Futurium

Architekten
RICHTER MUSIKOWSKI, Berlin/Deutschland

Planungszeit
2013 – 2015 (zzgl. vorgeschalteter Architekturwettbewerb)

Ausführungszeit
2015 – 2017

Leistungen von Werner Sobek
Fassadenplanung (Beratung Realisierungswettbewerb)
Nachhaltigkeitsberatung sowie bauökologische Beratung
Thermische Bauphysik inkl.
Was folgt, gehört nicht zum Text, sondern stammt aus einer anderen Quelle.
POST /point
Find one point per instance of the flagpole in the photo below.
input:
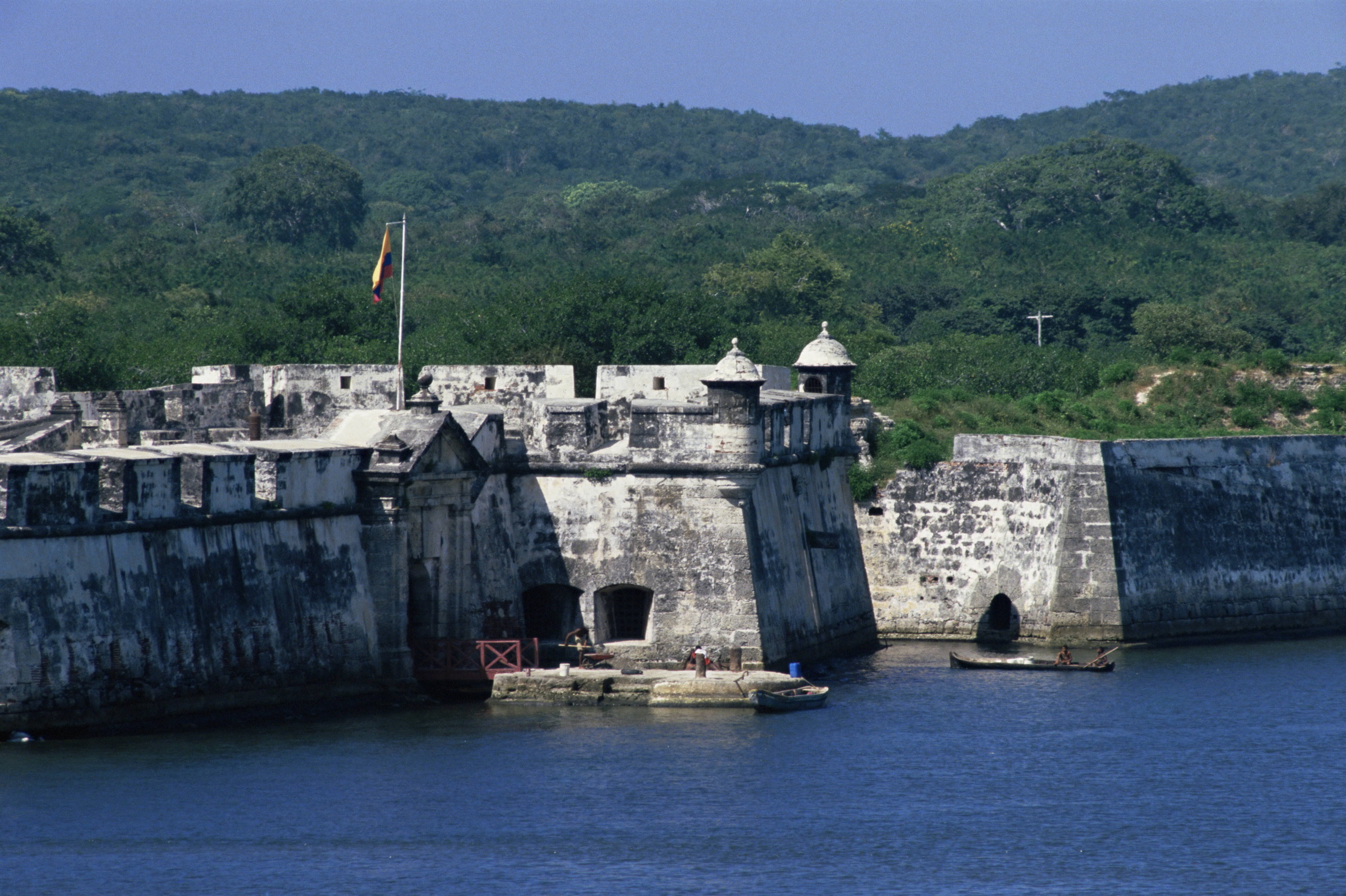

Leistungen nach EnEV
Energiekonzeption
Thermische und Tageslichtsimulation
Ökobilanz, Lebenszykluskosten, Recyclingkonzept
BNB-Zertifizierung
Bau- und Raumakustik (LPh 1-5)

Auftraggeber
Bundesanstalt für Immobilienaufgaben, Berlin/Deutschland

BGF
13.360 m²

Das Futurium (früher: „Haus der Zukunft“) entsteht in Berlin-Mitte, in unmittelbarer Nachbarschaft zum Bundesministerium für Bildung und Forschung sowie zum Hauptbahnhof. Das neue Gebäude soll als Ort für Präsentationen und zur Förderung des Dialogs zwischen Forschung und Entwicklung betrieben werden. Mit Ausstellungen und Veranstaltungen sollen zukunftsorientierte Entwicklungen von nationaler und internationaler Bedeutung sichtbar gemacht werden.

Werner Sobek begleitete das Projekt mit einer umfassenden Nachhaltigkeitsberatung. In dieser Funktion wurden zur Optimierung des Komforts und des Energiebedarfs Variantenvergleiche unter Berücksichtigung des Lebenszyklus durchgeführt. Die Vergleiche umfassten sowohl passive Maßnahmen mit Fokus auf die Fassade als auch ökobilanzielle Vergleiche von Bauteilaufbauten oder der Energieerzeugung. Im Zuge der Optimierung wurde thermische Gebäudesimulation und Tageslichtsimulation durchgeführt.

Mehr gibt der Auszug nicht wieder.